Desequilíbrio com valores do ICMS Ambiental
Além
da inadimplência, o estudo aponta um desequilíbrio entre os gastos municipais
com destinação de resíduos e os valores recebidos por meio do ICMS Ambiental.
Os sete municípios analisados possuem uma despesa média mensal conjunta de R$
195 mil com a destinação dos resíduos ao aterro sanitário, mas recebem, em
média, apenas R$ 71,7 mil mensais de ICMS Ambiental, o equivalente a 36,79% dos
custos.
Entre
os municípios analisados, Cupira apresentou a menor cobertura proporcional
entre arrecadação ambiental e gasto com resíduos, já que o município recebe, em
média, R$ 11 mil de ICMS Ambiental para uma despesa mensal de R$ 42,8 mil,
cobertura de apenas 25,84%.
O
levantamento também chama atenção para a ausência da cobrança da taxa de manejo
de resíduos sólidos em praticamente todos os municípios inadimplentes. Das sete
cidades analisadas, apenas Cupira informou possuir tarifa específica para
custear o serviço. O prazo legal para implantação da cobrança venceu em julho
de 2021, conforme previsto no novo marco legal do saneamento básico.
Outro
dado apresentado pelo TCE mostra que os gastos médios mensais com a destinação
final do lixo representam apenas uma pequena parcela das despesas totais
estimadas com limpeza urbana. Nos cinco municípios incluídos na análise
comparativa, os custos com aterro equivalem, em média, a 7,51% das despesas da
limpeza urbana.
Catende
aparece com o maior percentual proporcional, destinando cerca de 9,32% dos
custos da limpeza urbana ao aterro sanitário. Já São Benedito do Sul apresentou
o menor índice, com 3,49%.
Paralelamente
à análise financeira, o Tribunal também voltou a alertar para o risco de
reativação de lixões em Pernambuco. Fiscalizações realizadas em março deste ano
identificaram problemas em pontos de transbordo nos municípios de Cachoeirinha,
Riacho das Almas, Ouricuri, Santa Filomena e Trindade.
Segundo
o TCE, os locais apresentavam sinais de funcionamento inadequado, incluindo
presença de catadores e acúmulo irregular de resíduos, indícios considerados
incompatíveis com a operação regular de pontos de transbordo, que deveriam
funcionar apenas como áreas temporárias antes do envio aos aterros licenciados.

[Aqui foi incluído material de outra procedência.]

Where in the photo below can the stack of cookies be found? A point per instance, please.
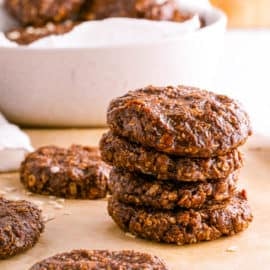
(176, 164)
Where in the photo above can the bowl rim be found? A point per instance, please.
(219, 20)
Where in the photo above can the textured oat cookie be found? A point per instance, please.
(146, 191)
(29, 34)
(39, 12)
(135, 158)
(145, 9)
(183, 226)
(101, 260)
(20, 227)
(75, 172)
(180, 120)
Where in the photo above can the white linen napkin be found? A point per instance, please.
(14, 144)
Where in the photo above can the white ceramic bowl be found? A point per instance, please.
(73, 86)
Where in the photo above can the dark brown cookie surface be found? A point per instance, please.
(180, 120)
(133, 157)
(20, 227)
(101, 260)
(145, 9)
(75, 172)
(29, 34)
(146, 191)
(39, 12)
(183, 226)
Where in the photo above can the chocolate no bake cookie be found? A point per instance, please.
(76, 172)
(146, 191)
(20, 227)
(144, 9)
(101, 259)
(183, 226)
(180, 120)
(29, 34)
(38, 13)
(133, 157)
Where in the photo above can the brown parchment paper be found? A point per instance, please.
(85, 224)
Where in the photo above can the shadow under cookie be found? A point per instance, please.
(183, 226)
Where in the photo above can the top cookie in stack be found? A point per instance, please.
(160, 138)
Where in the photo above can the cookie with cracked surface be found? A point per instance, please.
(101, 260)
(20, 227)
(133, 157)
(183, 226)
(29, 34)
(146, 191)
(145, 9)
(76, 172)
(181, 120)
(38, 13)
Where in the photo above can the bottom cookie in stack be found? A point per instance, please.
(183, 226)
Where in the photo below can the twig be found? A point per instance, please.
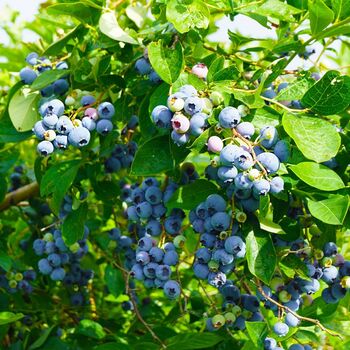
(302, 318)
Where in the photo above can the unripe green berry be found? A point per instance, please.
(218, 321)
(179, 241)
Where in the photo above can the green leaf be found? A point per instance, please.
(57, 180)
(187, 15)
(261, 255)
(81, 12)
(318, 176)
(23, 109)
(272, 8)
(90, 329)
(73, 224)
(48, 77)
(332, 210)
(114, 280)
(295, 90)
(292, 265)
(9, 317)
(257, 332)
(109, 26)
(189, 196)
(320, 15)
(330, 95)
(188, 341)
(5, 261)
(341, 9)
(316, 138)
(42, 339)
(153, 157)
(167, 62)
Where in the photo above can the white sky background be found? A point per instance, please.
(242, 24)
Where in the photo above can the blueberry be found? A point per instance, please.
(45, 148)
(291, 320)
(142, 66)
(176, 102)
(104, 126)
(228, 154)
(39, 130)
(246, 129)
(163, 272)
(32, 58)
(27, 75)
(330, 274)
(172, 289)
(281, 329)
(44, 266)
(243, 160)
(330, 249)
(161, 116)
(60, 86)
(87, 100)
(235, 245)
(229, 117)
(268, 136)
(201, 271)
(281, 150)
(64, 125)
(188, 91)
(269, 161)
(261, 187)
(220, 221)
(198, 123)
(170, 258)
(276, 185)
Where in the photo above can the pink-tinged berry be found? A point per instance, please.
(201, 70)
(91, 113)
(180, 123)
(215, 144)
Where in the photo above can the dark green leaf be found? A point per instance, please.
(257, 332)
(114, 280)
(90, 329)
(189, 196)
(316, 138)
(191, 341)
(166, 61)
(330, 95)
(332, 210)
(187, 15)
(57, 180)
(318, 176)
(23, 109)
(73, 224)
(153, 157)
(261, 255)
(48, 77)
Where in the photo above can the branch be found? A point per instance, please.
(19, 195)
(302, 318)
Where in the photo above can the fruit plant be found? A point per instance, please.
(165, 187)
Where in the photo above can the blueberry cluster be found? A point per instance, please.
(56, 130)
(121, 157)
(144, 67)
(40, 65)
(247, 169)
(153, 266)
(146, 208)
(14, 281)
(186, 114)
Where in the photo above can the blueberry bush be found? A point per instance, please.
(164, 188)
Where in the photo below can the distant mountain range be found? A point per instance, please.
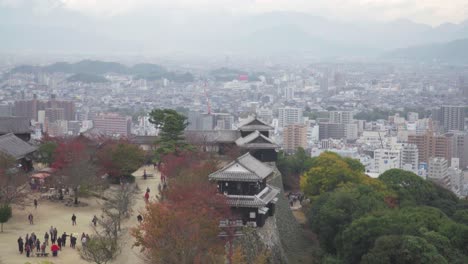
(450, 52)
(92, 71)
(176, 32)
(87, 78)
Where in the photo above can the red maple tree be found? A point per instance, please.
(184, 227)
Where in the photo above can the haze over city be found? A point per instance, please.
(248, 131)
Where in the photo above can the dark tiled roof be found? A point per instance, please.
(253, 123)
(236, 176)
(256, 140)
(266, 196)
(144, 140)
(14, 146)
(15, 125)
(244, 168)
(212, 136)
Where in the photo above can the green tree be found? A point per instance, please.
(403, 250)
(329, 171)
(334, 211)
(45, 153)
(120, 158)
(5, 215)
(411, 189)
(359, 237)
(171, 127)
(461, 216)
(293, 166)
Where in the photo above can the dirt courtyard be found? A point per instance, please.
(56, 214)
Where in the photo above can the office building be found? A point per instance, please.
(341, 117)
(6, 109)
(452, 118)
(265, 114)
(413, 117)
(200, 121)
(331, 130)
(459, 147)
(351, 132)
(409, 158)
(294, 136)
(438, 171)
(113, 124)
(289, 116)
(456, 180)
(30, 108)
(54, 114)
(386, 159)
(431, 146)
(223, 121)
(289, 92)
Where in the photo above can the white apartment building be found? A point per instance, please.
(409, 158)
(341, 117)
(438, 171)
(289, 116)
(386, 159)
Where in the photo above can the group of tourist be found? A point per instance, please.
(32, 243)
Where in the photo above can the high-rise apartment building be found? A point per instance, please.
(413, 117)
(459, 147)
(438, 171)
(289, 116)
(409, 158)
(295, 136)
(200, 121)
(452, 117)
(332, 130)
(431, 146)
(386, 159)
(29, 108)
(113, 124)
(6, 109)
(54, 114)
(341, 117)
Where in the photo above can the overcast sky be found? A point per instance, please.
(433, 12)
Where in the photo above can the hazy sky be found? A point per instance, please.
(433, 12)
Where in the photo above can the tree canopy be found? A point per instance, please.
(171, 127)
(120, 158)
(397, 218)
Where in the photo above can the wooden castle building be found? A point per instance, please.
(244, 183)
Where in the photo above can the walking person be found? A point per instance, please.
(72, 241)
(83, 241)
(28, 250)
(54, 248)
(31, 218)
(73, 219)
(38, 245)
(43, 248)
(30, 242)
(46, 238)
(94, 220)
(20, 245)
(59, 242)
(64, 239)
(53, 238)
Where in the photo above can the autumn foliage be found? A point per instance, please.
(184, 227)
(119, 157)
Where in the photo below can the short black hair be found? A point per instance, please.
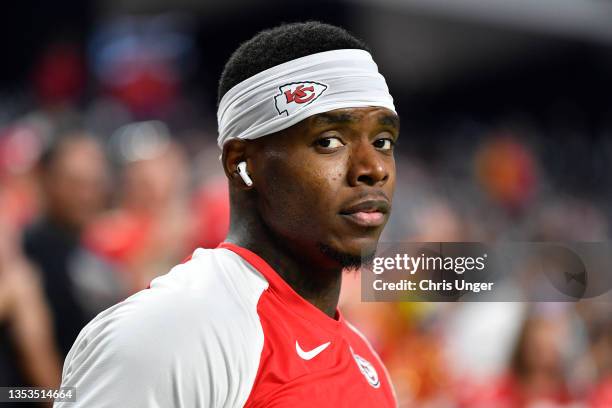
(281, 44)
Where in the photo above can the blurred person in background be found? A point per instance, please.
(28, 354)
(150, 228)
(536, 374)
(74, 186)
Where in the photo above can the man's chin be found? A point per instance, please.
(349, 259)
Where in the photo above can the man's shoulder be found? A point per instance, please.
(212, 269)
(212, 290)
(200, 331)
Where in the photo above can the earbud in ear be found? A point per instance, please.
(243, 174)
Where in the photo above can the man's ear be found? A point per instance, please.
(235, 152)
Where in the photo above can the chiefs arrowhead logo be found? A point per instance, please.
(297, 94)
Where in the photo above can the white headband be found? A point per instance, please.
(283, 95)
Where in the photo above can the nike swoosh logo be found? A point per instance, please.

Nos casos considerados mais graves, como Ouricuri e Cachoeirinha, o Tribunal expediu medidas cautelares determinando o encerramento imediato das atividades irregulares, envio dos resíduos para aterros sanitários e recuperação ambiental das áreas degradadas.
O
relatório também apresenta os resultados do Índice de Qualidade de Aterro
Sanitário (IQAS), ferramenta criada pelo TCE para monitorar as condições
operacionais dos aterros no Estado.
Na segunda rodada de avaliações de 2025, sete unidades receberam classificação “alta”, dez ficaram em nível “moderado”, seis foram enquadradas como “baixo” e uma obteve classificação “muito baixa”, considerada de atenção especial pelo órgão de controle.
FONTE: DIÁRIO DE PERNAMBUCO.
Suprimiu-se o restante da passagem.